Das heißt, der Beispiel Tarif kostet in den ersten 12 Monaten nicht 25 sonder 47 EUR und ab dem 13 Monat ganze 72 EUR! 

Ich würde daher darauf verzichten.


----------



## warawarawiiu (5. April 2019)

*AW: Woher weiß ich ob ich Kabel-Internet nutzen kann?*



davidwigald11 schrieb:


> Gibts echt keine sinnvolle Möglichkeit herauszufinden ob Kabel funktionieren wird oder nicht?



Wo ist denn das Problem, es einfach zu bestellen? Um solae ger du wartest, umso länger verzögert sich das ganze.


----------



## P2063 (5. April 2019)

*AW: Woher weiß ich ob ich Kabel-Internet nutzen kann?*

Wenn der Hausbesitzer es ist nicht weiß oder sich dumm stellt, ist es eigentlich trotzdem seine Aufgabe das herauszufinden. Sonst bleibt eigentlich nur die Möglichkeit zu bestellen und dann eben eine Absage zu bekommen wenn es nicht geht.

Allerdings würde ich es mir zweimal überlegen, ob man sich einen Kabelanschluss aufhalsen sollte. Den wird man nämlich (außerhalb der Vertragslaufzeit) nur sehr schwer wieder los, nämlich nur genau dann, wenn es an einem eventuellen neuen Wohnort keinen gibt.
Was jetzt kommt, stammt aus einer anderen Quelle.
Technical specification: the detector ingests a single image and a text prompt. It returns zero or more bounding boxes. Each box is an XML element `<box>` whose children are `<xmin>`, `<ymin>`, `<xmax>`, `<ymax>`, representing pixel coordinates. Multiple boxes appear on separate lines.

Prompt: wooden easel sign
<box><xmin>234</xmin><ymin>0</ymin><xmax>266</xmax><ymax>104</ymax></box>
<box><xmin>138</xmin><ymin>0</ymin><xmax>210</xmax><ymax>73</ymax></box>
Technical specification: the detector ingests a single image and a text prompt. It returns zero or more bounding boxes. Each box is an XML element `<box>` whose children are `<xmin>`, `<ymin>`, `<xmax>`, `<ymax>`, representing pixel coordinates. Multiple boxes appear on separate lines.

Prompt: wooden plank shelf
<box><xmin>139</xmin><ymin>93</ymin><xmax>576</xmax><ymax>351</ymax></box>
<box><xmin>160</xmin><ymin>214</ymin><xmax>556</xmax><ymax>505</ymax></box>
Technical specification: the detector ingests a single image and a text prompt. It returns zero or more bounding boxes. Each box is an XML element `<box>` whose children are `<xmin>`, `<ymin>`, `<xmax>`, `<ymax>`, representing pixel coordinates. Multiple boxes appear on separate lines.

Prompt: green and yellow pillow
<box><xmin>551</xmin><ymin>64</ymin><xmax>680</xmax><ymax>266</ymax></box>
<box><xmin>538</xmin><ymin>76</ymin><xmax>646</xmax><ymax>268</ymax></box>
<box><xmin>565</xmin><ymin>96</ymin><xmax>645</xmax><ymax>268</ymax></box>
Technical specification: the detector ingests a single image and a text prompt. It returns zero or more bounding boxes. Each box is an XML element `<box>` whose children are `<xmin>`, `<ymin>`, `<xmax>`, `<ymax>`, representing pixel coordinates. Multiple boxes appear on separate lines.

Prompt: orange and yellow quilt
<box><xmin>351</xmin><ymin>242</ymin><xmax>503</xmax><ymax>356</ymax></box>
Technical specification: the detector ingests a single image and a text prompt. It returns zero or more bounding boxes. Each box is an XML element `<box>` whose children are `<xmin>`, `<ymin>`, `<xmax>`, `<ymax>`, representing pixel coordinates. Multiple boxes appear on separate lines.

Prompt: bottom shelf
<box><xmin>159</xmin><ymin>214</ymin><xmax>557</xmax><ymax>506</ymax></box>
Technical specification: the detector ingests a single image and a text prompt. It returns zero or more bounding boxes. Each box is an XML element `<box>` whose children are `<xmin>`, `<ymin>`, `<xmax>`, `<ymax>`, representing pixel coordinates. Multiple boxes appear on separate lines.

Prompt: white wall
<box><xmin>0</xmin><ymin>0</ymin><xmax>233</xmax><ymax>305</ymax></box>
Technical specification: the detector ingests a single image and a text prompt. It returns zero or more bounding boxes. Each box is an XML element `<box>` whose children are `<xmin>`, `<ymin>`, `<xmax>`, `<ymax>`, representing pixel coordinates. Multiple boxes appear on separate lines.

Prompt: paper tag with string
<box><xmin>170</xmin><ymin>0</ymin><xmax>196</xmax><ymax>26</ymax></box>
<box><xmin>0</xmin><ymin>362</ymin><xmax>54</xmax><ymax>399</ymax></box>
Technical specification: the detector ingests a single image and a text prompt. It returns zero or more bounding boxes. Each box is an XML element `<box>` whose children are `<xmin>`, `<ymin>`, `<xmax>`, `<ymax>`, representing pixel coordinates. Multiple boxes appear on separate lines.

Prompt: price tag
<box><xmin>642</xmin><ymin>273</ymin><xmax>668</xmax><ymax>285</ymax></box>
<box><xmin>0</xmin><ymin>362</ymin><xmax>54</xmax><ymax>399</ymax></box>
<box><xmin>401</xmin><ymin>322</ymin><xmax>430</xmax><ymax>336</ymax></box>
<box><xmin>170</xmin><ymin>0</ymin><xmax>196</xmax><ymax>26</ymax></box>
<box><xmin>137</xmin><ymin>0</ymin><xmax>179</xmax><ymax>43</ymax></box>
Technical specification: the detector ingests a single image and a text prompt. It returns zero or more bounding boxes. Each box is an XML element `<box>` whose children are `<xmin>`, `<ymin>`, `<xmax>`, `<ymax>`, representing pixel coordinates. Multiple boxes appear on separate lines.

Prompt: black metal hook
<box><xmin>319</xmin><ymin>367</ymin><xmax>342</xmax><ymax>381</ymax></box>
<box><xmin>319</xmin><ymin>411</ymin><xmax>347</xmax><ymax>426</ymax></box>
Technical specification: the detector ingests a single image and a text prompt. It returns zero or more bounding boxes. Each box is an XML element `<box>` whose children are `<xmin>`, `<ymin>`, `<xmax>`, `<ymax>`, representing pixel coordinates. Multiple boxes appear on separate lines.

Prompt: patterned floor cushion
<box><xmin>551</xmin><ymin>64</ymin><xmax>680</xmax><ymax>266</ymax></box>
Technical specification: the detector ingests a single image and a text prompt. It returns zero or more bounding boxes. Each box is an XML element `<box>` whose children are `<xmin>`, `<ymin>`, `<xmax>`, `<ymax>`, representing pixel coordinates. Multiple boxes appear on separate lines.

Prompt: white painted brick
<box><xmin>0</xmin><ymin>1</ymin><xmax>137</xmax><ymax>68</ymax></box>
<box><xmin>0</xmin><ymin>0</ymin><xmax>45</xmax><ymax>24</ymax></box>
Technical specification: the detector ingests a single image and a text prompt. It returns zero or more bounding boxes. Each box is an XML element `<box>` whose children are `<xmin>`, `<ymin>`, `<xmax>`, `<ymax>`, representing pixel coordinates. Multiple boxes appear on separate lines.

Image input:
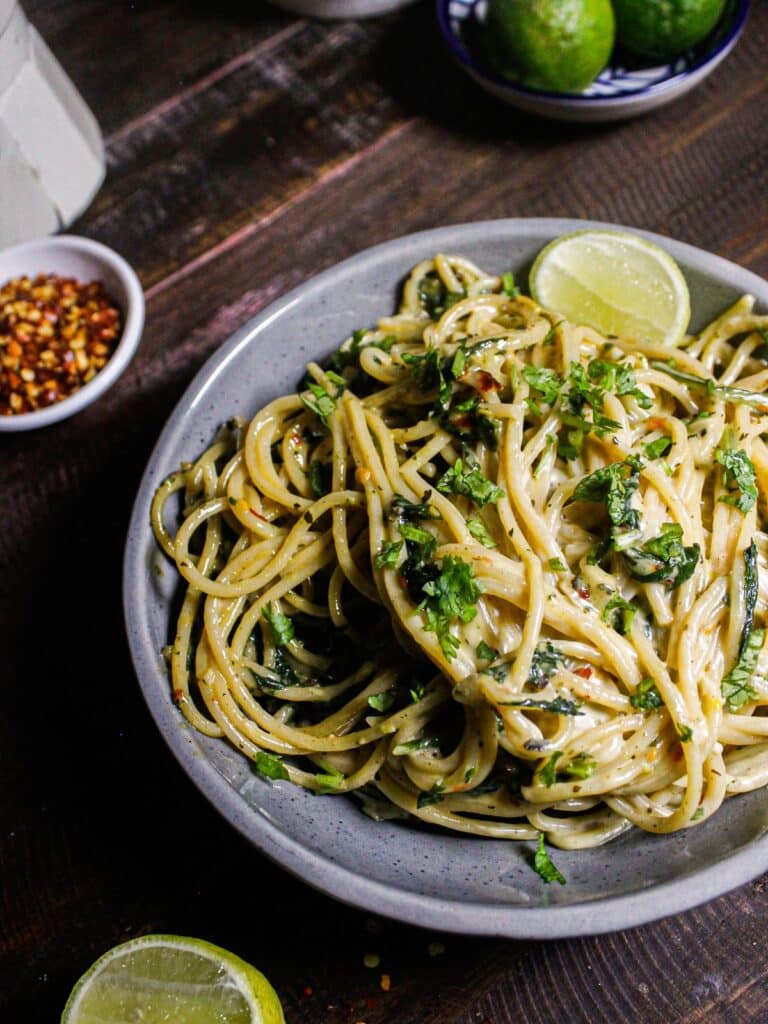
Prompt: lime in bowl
<box><xmin>437</xmin><ymin>0</ymin><xmax>750</xmax><ymax>123</ymax></box>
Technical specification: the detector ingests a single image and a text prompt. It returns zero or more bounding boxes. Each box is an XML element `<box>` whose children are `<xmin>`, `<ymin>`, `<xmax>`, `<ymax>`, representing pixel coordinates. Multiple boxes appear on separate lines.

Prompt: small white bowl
<box><xmin>0</xmin><ymin>234</ymin><xmax>144</xmax><ymax>431</ymax></box>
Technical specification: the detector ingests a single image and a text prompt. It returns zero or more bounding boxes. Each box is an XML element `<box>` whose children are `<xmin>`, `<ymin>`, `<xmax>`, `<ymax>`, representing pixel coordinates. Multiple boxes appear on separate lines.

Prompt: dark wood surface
<box><xmin>0</xmin><ymin>0</ymin><xmax>768</xmax><ymax>1024</ymax></box>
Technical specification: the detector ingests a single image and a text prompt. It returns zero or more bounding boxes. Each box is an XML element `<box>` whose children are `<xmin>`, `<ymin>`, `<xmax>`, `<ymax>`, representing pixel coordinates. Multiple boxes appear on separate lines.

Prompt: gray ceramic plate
<box><xmin>124</xmin><ymin>220</ymin><xmax>768</xmax><ymax>938</ymax></box>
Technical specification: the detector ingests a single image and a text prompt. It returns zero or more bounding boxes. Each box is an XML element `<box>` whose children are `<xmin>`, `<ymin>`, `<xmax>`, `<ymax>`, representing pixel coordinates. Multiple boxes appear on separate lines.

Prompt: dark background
<box><xmin>0</xmin><ymin>0</ymin><xmax>768</xmax><ymax>1024</ymax></box>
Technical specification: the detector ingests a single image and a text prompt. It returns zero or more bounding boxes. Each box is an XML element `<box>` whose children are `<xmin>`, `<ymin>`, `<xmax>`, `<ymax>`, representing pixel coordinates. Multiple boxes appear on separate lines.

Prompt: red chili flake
<box><xmin>0</xmin><ymin>273</ymin><xmax>123</xmax><ymax>416</ymax></box>
<box><xmin>477</xmin><ymin>370</ymin><xmax>502</xmax><ymax>392</ymax></box>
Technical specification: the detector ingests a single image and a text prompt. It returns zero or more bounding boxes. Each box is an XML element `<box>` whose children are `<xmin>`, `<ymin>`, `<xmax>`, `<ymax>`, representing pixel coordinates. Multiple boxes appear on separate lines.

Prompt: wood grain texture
<box><xmin>0</xmin><ymin>0</ymin><xmax>768</xmax><ymax>1024</ymax></box>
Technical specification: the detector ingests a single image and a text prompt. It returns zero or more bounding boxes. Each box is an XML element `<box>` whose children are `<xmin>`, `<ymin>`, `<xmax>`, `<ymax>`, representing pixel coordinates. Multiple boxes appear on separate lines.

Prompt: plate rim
<box><xmin>122</xmin><ymin>217</ymin><xmax>768</xmax><ymax>939</ymax></box>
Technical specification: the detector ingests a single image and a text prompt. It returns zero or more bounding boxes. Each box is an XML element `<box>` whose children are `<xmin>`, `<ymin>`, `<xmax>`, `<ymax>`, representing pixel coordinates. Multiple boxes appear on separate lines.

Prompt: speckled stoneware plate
<box><xmin>124</xmin><ymin>220</ymin><xmax>768</xmax><ymax>938</ymax></box>
<box><xmin>436</xmin><ymin>0</ymin><xmax>750</xmax><ymax>123</ymax></box>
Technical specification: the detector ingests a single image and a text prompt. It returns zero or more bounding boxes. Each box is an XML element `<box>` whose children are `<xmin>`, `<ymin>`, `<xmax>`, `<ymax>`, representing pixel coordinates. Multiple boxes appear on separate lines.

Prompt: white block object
<box><xmin>0</xmin><ymin>0</ymin><xmax>105</xmax><ymax>248</ymax></box>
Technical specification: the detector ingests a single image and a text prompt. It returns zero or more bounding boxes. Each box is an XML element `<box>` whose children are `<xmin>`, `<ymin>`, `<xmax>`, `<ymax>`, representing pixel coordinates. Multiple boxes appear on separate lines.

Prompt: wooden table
<box><xmin>0</xmin><ymin>0</ymin><xmax>768</xmax><ymax>1024</ymax></box>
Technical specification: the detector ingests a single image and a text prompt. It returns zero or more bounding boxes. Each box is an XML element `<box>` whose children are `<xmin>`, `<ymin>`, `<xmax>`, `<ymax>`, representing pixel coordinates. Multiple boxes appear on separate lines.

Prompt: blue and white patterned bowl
<box><xmin>437</xmin><ymin>0</ymin><xmax>750</xmax><ymax>122</ymax></box>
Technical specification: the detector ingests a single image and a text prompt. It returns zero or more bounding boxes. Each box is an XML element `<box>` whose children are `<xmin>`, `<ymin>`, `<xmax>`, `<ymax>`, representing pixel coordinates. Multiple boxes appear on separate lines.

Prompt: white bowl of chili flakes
<box><xmin>0</xmin><ymin>234</ymin><xmax>144</xmax><ymax>431</ymax></box>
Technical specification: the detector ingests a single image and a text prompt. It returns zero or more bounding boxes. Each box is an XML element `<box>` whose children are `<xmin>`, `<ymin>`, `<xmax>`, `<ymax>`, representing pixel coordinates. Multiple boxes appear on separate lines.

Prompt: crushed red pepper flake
<box><xmin>0</xmin><ymin>273</ymin><xmax>123</xmax><ymax>416</ymax></box>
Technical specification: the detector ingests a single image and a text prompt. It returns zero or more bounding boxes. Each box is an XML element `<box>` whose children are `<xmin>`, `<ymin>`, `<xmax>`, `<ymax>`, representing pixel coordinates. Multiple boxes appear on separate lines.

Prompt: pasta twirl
<box><xmin>152</xmin><ymin>256</ymin><xmax>768</xmax><ymax>849</ymax></box>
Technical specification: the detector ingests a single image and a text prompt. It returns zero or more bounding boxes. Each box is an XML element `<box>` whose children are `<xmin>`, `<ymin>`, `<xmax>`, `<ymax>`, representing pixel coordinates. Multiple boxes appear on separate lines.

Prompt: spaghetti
<box><xmin>152</xmin><ymin>256</ymin><xmax>768</xmax><ymax>849</ymax></box>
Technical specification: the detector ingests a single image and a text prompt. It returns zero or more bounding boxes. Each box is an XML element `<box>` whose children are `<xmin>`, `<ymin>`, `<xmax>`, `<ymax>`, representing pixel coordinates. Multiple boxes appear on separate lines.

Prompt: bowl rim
<box><xmin>436</xmin><ymin>0</ymin><xmax>752</xmax><ymax>108</ymax></box>
<box><xmin>123</xmin><ymin>217</ymin><xmax>768</xmax><ymax>939</ymax></box>
<box><xmin>0</xmin><ymin>234</ymin><xmax>145</xmax><ymax>433</ymax></box>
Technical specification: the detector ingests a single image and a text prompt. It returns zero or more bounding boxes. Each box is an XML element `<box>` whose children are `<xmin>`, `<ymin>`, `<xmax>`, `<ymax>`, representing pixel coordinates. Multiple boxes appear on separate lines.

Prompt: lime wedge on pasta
<box><xmin>530</xmin><ymin>230</ymin><xmax>690</xmax><ymax>345</ymax></box>
<box><xmin>61</xmin><ymin>935</ymin><xmax>285</xmax><ymax>1024</ymax></box>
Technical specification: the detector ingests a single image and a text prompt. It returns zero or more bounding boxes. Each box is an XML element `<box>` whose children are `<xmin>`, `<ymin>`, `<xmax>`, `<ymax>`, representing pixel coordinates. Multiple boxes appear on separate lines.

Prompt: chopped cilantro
<box><xmin>255</xmin><ymin>751</ymin><xmax>290</xmax><ymax>779</ymax></box>
<box><xmin>261</xmin><ymin>603</ymin><xmax>295</xmax><ymax>646</ymax></box>
<box><xmin>715</xmin><ymin>447</ymin><xmax>758</xmax><ymax>513</ymax></box>
<box><xmin>721</xmin><ymin>629</ymin><xmax>765</xmax><ymax>712</ymax></box>
<box><xmin>368</xmin><ymin>690</ymin><xmax>394</xmax><ymax>712</ymax></box>
<box><xmin>539</xmin><ymin>751</ymin><xmax>563</xmax><ymax>788</ymax></box>
<box><xmin>437</xmin><ymin>459</ymin><xmax>504</xmax><ymax>507</ymax></box>
<box><xmin>643</xmin><ymin>437</ymin><xmax>672</xmax><ymax>459</ymax></box>
<box><xmin>630</xmin><ymin>677</ymin><xmax>664</xmax><ymax>711</ymax></box>
<box><xmin>534</xmin><ymin>833</ymin><xmax>566</xmax><ymax>886</ymax></box>
<box><xmin>600</xmin><ymin>594</ymin><xmax>637</xmax><ymax>636</ymax></box>
<box><xmin>565</xmin><ymin>751</ymin><xmax>597</xmax><ymax>778</ymax></box>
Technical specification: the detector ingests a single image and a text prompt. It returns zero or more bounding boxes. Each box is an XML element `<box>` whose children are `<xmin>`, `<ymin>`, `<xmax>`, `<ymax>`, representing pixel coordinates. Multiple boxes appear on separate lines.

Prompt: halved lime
<box><xmin>530</xmin><ymin>230</ymin><xmax>690</xmax><ymax>345</ymax></box>
<box><xmin>61</xmin><ymin>935</ymin><xmax>285</xmax><ymax>1024</ymax></box>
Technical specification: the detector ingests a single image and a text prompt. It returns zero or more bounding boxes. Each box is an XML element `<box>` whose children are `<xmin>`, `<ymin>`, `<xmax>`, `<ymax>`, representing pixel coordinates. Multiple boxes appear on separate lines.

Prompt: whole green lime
<box><xmin>613</xmin><ymin>0</ymin><xmax>726</xmax><ymax>60</ymax></box>
<box><xmin>485</xmin><ymin>0</ymin><xmax>614</xmax><ymax>92</ymax></box>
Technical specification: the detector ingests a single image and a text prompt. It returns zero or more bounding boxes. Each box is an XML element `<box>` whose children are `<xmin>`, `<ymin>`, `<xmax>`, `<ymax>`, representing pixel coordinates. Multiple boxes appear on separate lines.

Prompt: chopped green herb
<box><xmin>600</xmin><ymin>594</ymin><xmax>637</xmax><ymax>636</ymax></box>
<box><xmin>565</xmin><ymin>751</ymin><xmax>597</xmax><ymax>778</ymax></box>
<box><xmin>477</xmin><ymin>640</ymin><xmax>499</xmax><ymax>662</ymax></box>
<box><xmin>721</xmin><ymin>628</ymin><xmax>765</xmax><ymax>712</ymax></box>
<box><xmin>392</xmin><ymin>736</ymin><xmax>440</xmax><ymax>758</ymax></box>
<box><xmin>307</xmin><ymin>459</ymin><xmax>333</xmax><ymax>498</ymax></box>
<box><xmin>715</xmin><ymin>447</ymin><xmax>758</xmax><ymax>514</ymax></box>
<box><xmin>522</xmin><ymin>367</ymin><xmax>563</xmax><ymax>406</ymax></box>
<box><xmin>437</xmin><ymin>459</ymin><xmax>504</xmax><ymax>508</ymax></box>
<box><xmin>502</xmin><ymin>270</ymin><xmax>520</xmax><ymax>299</ymax></box>
<box><xmin>368</xmin><ymin>690</ymin><xmax>394</xmax><ymax>712</ymax></box>
<box><xmin>622</xmin><ymin>522</ymin><xmax>700</xmax><ymax>590</ymax></box>
<box><xmin>534</xmin><ymin>833</ymin><xmax>566</xmax><ymax>886</ymax></box>
<box><xmin>630</xmin><ymin>677</ymin><xmax>664</xmax><ymax>711</ymax></box>
<box><xmin>419</xmin><ymin>555</ymin><xmax>482</xmax><ymax>660</ymax></box>
<box><xmin>261</xmin><ymin>603</ymin><xmax>296</xmax><ymax>646</ymax></box>
<box><xmin>539</xmin><ymin>751</ymin><xmax>563</xmax><ymax>788</ymax></box>
<box><xmin>643</xmin><ymin>437</ymin><xmax>672</xmax><ymax>459</ymax></box>
<box><xmin>256</xmin><ymin>751</ymin><xmax>290</xmax><ymax>779</ymax></box>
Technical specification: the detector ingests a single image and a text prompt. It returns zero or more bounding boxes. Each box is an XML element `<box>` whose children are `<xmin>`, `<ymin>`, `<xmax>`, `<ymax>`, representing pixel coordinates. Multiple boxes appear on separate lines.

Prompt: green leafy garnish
<box><xmin>539</xmin><ymin>751</ymin><xmax>563</xmax><ymax>788</ymax></box>
<box><xmin>522</xmin><ymin>366</ymin><xmax>564</xmax><ymax>406</ymax></box>
<box><xmin>437</xmin><ymin>459</ymin><xmax>504</xmax><ymax>507</ymax></box>
<box><xmin>715</xmin><ymin>447</ymin><xmax>758</xmax><ymax>513</ymax></box>
<box><xmin>368</xmin><ymin>690</ymin><xmax>395</xmax><ymax>712</ymax></box>
<box><xmin>255</xmin><ymin>751</ymin><xmax>290</xmax><ymax>779</ymax></box>
<box><xmin>600</xmin><ymin>594</ymin><xmax>637</xmax><ymax>636</ymax></box>
<box><xmin>477</xmin><ymin>640</ymin><xmax>499</xmax><ymax>662</ymax></box>
<box><xmin>643</xmin><ymin>437</ymin><xmax>672</xmax><ymax>459</ymax></box>
<box><xmin>502</xmin><ymin>270</ymin><xmax>520</xmax><ymax>299</ymax></box>
<box><xmin>419</xmin><ymin>555</ymin><xmax>482</xmax><ymax>660</ymax></box>
<box><xmin>565</xmin><ymin>751</ymin><xmax>597</xmax><ymax>778</ymax></box>
<box><xmin>261</xmin><ymin>603</ymin><xmax>296</xmax><ymax>646</ymax></box>
<box><xmin>534</xmin><ymin>833</ymin><xmax>566</xmax><ymax>886</ymax></box>
<box><xmin>721</xmin><ymin>628</ymin><xmax>765</xmax><ymax>712</ymax></box>
<box><xmin>622</xmin><ymin>522</ymin><xmax>700</xmax><ymax>590</ymax></box>
<box><xmin>630</xmin><ymin>677</ymin><xmax>664</xmax><ymax>711</ymax></box>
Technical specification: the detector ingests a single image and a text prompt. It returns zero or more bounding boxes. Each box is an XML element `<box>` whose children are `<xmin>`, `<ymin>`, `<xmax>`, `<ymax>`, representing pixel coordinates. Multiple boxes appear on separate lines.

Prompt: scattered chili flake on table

Und die Qualität ist nicht wesentlich besser, auch wenn einem irgendwelche wundersamen bandbreiten versprochen werden, spätestens am Wochenende/Abends wenn alle Streamen mehrt man, dass es sich eben doch nur um ein shared medium handelt.
Und wenn kein anderer aus der Mietergemeinschaft ebenfalls interesse daran hat halst du dir neben den Kosten fürs Internet natürlich auch noch die volle Hausanschlussgebür auf (bei Unitymedia irgendwas um 20€/Monat zusätzlich)


----------



## turbosnake (5. April 2019)

*AW: Woher weiß ich ob ich Kabel-Internet nutzen kann?*



davidwigald11 schrieb:


> Und wie finde ich das heraus?


Findet der vorbeigeschickte vom Kabelanbieter beauftragte Techniker raus.
Ist zumindest bei Vodafone Kabel so.


----------



## turbosnake (5. April 2019)

*AW: Woher weiß ich ob ich Kabel-Internet nutzen kann?*



P2063 schrieb:


> Und wenn kein anderer aus der Mietergemeinschaft ebenfalls interesse daran hat halst du dir neben den Kosten fürs Internet natürlich auch noch die volle Hausanschlussgebür auf (bei Unitymedia irgendwas um 20€/Monat zusätzlich)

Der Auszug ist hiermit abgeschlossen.